# Test Tube Time Bomb



## heavenlyharry (Dec 18, 2005)

Quite an interesting article. More interesting are some of the comments underneath, especially Sarahs "apparently if you can't have children you should get over it and buy a dog"!!!!

http://www.dailymail.co.uk/femail/article-1175209/The-test-tube-timebomb-It-brings-gift-life--scientists-warn-IVF-babies-likely-birth-defects.html

/links


----------



## **ElaineW** (Mar 1, 2009)

I know Yvonne is an FF'er --gorgeous pics of your twinnies and well done for the article xx


----------



## levin (Jan 9, 2006)

I must admit that articles like this always make me very worried and make me feel very guilty about how my bubs were conceived. I feel that we weren't told anything about any potential health risks to the baby when we went through treatment and now i find myself watching their every move and fearing that something is going to be wrong with them because we went through ICSI - that said i was so desperate for a baby i would have still gone ahead with treatment even if i had been warned - makes me feel very selfish though when i read things like this.
Yvonne -Your babies are absolutely gorgeous.

Love Leanne x


----------



## Essex Girl (Apr 3, 2005)

Leanne

We have enough to deal with without guilt trips from the Daily Mail.  

Just think about the number of mums who post on this board, and how many of them haven't got children with birth defects when they used IVF or ICSI.  Conversely, I know quite a lot of special needs children now, and as far as I know, mine is the only one conceived through IVF.

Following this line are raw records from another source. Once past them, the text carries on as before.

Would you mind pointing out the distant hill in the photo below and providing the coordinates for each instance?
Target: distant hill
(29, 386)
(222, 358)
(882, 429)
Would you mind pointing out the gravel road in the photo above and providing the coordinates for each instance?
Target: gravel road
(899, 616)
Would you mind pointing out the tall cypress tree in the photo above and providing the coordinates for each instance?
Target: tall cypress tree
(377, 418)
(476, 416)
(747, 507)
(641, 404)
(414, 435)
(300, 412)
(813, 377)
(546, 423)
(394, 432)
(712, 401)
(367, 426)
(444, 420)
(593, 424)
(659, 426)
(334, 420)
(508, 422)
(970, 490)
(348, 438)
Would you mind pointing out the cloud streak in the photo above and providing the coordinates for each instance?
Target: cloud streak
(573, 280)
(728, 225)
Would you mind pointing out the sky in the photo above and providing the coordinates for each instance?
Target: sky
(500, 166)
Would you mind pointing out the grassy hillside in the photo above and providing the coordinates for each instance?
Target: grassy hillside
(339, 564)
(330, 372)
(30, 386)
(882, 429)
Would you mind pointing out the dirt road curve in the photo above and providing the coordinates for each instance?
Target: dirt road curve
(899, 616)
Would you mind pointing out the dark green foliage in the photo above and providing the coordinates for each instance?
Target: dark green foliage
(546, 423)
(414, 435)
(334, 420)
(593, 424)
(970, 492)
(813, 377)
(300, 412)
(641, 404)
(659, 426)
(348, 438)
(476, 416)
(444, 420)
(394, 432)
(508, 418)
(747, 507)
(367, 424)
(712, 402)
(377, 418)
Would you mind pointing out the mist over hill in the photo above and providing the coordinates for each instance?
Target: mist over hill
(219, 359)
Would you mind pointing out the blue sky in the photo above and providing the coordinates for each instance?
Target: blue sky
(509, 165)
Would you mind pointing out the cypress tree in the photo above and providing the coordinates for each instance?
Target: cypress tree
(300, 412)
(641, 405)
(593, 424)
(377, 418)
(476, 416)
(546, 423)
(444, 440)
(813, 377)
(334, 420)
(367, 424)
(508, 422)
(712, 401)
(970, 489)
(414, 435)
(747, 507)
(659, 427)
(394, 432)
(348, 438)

I'm sure your two are fine - if there were serious problems, they would have been picked up ages ago.

EG x

PS I have replied on their site, but last time I did, they didn't include my comment, so I may have wasted my time again....


----------



## Jane D (Apr 16, 2007)

Hi

I note with interest there were more pro IVF comments than stupid ones this time.  Essex Girl - I usually send a comment to these articles, but have never had one published.  My name must be on a black list somewhere.

Jane


----------



## martina79 (Jul 27, 2008)

Hi girls
i just think all of us with IF issues should stop reading the Mail! its so anti-IVF well actually its anti-women i think - it doesn't matter what you do according to the Mail its always wrong!! every time they do an article like this which is basically scaremongering, complete idiots always rant about why ivf is wrong being totally blase about the pain and hurt we suffer & every time i read it i get really really angry & DH always tells me not too read it in the 1st place! i know he's right but i jsut can't hlep myself....


----------



## Jumanji (Feb 13, 2008)

just another very good example of why I wouldn't wipe my ar$e with the Daily Mail.


----------



## yfinlayson (Dec 15, 2004)

Hi Girls,

Yvonne here! I had missed the article but someone from INUK told me about it. Most of its correct, but for the record my wee girl didn't need calipers, just physio. The media always use creative licence!  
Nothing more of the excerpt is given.